Cousins can exert a strange fascination—a peer group more exotic than siblings, they’re a remote mirror for one’s own experience. Maryam is a story of cousinly love set against the backdrop of political insurgency. Ramin Serry’s sensitive and moving debut feature opens with archival footage of the shah of Iran, looking sleek and composed beside President Carter, and the revolutionary masses in Tehran, burning Uncle Sam in effigy.
“What did Iran have to do with me?” a girl named Maryam (Mariam Parris), asks in voice-over. She left the country as a baby with her parents, now comfortably assimilated immigrants living in safe, suburban New Jersey; her high school chums even call her “Mary.” But one day in 1979, her cousin, Ali (David Ackert), arrives from Tehran to stay with them while studying at the local university. As tensions between the U.S. and Iran mount, his fervent devotion to Islam and the Ayatollah Khomeini mix uneasily (and sometimes comically) with her own attempts to keep up a facade of carefree American teenagerdom.
Director Serry, an Iranian American who grew up in this country, said he made this intensely personal film in part to counter the general amnesia that has settled over the 1979 Iranian hostage crisis, a key event in American political and social life. It was a time of yellow ribbons, flag waving, and racial epithets hurled at dark-skinned people, an incendiary tangle of patriotism and warmongering. Sound familiar? Serry perfectly captures the peculiar climate, creating uncanny echoes with today’s situation. Persian stars Shaun Toub and Shohreh Aghdashloo are extremely convincing as Maryam’s parents, a couple caught between old-world elegance and the bliss of suburban forgetfulness.
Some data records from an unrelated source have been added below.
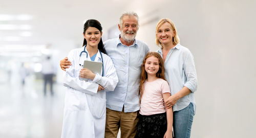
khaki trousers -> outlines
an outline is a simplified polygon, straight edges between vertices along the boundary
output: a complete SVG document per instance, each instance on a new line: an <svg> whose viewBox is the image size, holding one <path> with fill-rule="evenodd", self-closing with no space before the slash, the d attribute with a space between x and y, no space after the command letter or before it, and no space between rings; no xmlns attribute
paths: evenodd
<svg viewBox="0 0 256 138"><path fill-rule="evenodd" d="M121 130L121 138L133 138L137 131L137 124L139 121L138 111L124 112L106 110L106 127L105 138L116 138L119 130Z"/></svg>

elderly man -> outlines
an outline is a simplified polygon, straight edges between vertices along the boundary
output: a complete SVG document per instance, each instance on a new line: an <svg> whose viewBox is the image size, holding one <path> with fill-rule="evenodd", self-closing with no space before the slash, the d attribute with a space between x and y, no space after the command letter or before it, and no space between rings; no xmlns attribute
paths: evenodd
<svg viewBox="0 0 256 138"><path fill-rule="evenodd" d="M123 13L118 28L121 32L119 37L104 43L119 79L114 91L106 93L105 137L116 137L120 128L121 137L130 138L136 133L141 65L150 50L146 43L135 39L139 29L139 17L136 13ZM63 70L70 64L67 60L66 58L60 61Z"/></svg>

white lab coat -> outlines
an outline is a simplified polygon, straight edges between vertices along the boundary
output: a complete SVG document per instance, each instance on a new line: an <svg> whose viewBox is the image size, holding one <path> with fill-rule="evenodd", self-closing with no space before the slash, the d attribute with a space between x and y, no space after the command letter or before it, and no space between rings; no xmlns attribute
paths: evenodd
<svg viewBox="0 0 256 138"><path fill-rule="evenodd" d="M80 70L85 60L91 61L90 56L82 53L84 47L72 50L68 59L72 64L66 69L63 85L66 91L61 137L104 137L105 124L105 91L113 91L118 78L112 60L102 53L104 76L97 74L93 80L83 80L79 77ZM86 51L87 50L86 48ZM78 63L78 61L80 63ZM95 61L101 62L99 51ZM104 90L97 92L98 85Z"/></svg>

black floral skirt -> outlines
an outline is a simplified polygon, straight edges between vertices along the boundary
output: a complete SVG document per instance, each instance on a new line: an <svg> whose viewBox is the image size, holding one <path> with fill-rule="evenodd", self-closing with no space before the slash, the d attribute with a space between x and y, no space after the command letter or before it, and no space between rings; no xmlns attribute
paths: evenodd
<svg viewBox="0 0 256 138"><path fill-rule="evenodd" d="M136 138L163 137L167 129L166 113L139 115Z"/></svg>

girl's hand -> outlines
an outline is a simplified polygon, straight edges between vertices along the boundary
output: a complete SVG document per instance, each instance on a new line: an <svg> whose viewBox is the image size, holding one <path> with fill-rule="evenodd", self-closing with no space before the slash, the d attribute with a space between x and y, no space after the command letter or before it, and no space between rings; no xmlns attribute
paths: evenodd
<svg viewBox="0 0 256 138"><path fill-rule="evenodd" d="M165 106L166 108L170 108L176 103L178 100L179 98L175 95L172 95L164 102L164 106Z"/></svg>
<svg viewBox="0 0 256 138"><path fill-rule="evenodd" d="M173 133L172 131L166 131L163 138L173 138Z"/></svg>
<svg viewBox="0 0 256 138"><path fill-rule="evenodd" d="M81 78L87 78L93 80L95 76L95 74L87 68L82 68L80 71L79 77Z"/></svg>
<svg viewBox="0 0 256 138"><path fill-rule="evenodd" d="M98 87L98 90L97 91L99 91L101 90L104 90L104 88L99 84L99 87Z"/></svg>

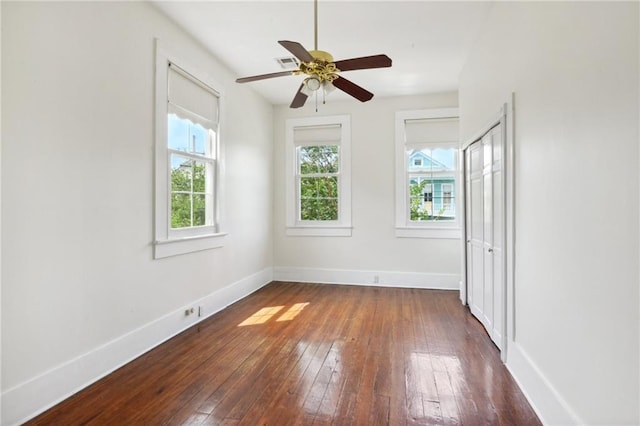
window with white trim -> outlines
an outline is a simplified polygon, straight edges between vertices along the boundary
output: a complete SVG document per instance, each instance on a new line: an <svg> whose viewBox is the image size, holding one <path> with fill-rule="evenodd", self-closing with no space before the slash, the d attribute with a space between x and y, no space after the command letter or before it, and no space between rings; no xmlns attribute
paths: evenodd
<svg viewBox="0 0 640 426"><path fill-rule="evenodd" d="M396 236L460 238L458 109L396 113Z"/></svg>
<svg viewBox="0 0 640 426"><path fill-rule="evenodd" d="M348 115L286 122L287 235L351 235Z"/></svg>
<svg viewBox="0 0 640 426"><path fill-rule="evenodd" d="M219 94L156 46L155 258L220 247Z"/></svg>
Maryam’s schoolmates are mostly blond-and-blue-eyed caricatures—glib, breezy, and nasty—and the film’s final plot twists strain credibility. Parris and Ackert strike its deepest notes in exploring Ali and Maryam’s growing relationship: Separated by vast distances of geography, language, and culture, they’re bound by the half-truths and permanent misunderstandings that lie at the heart of family.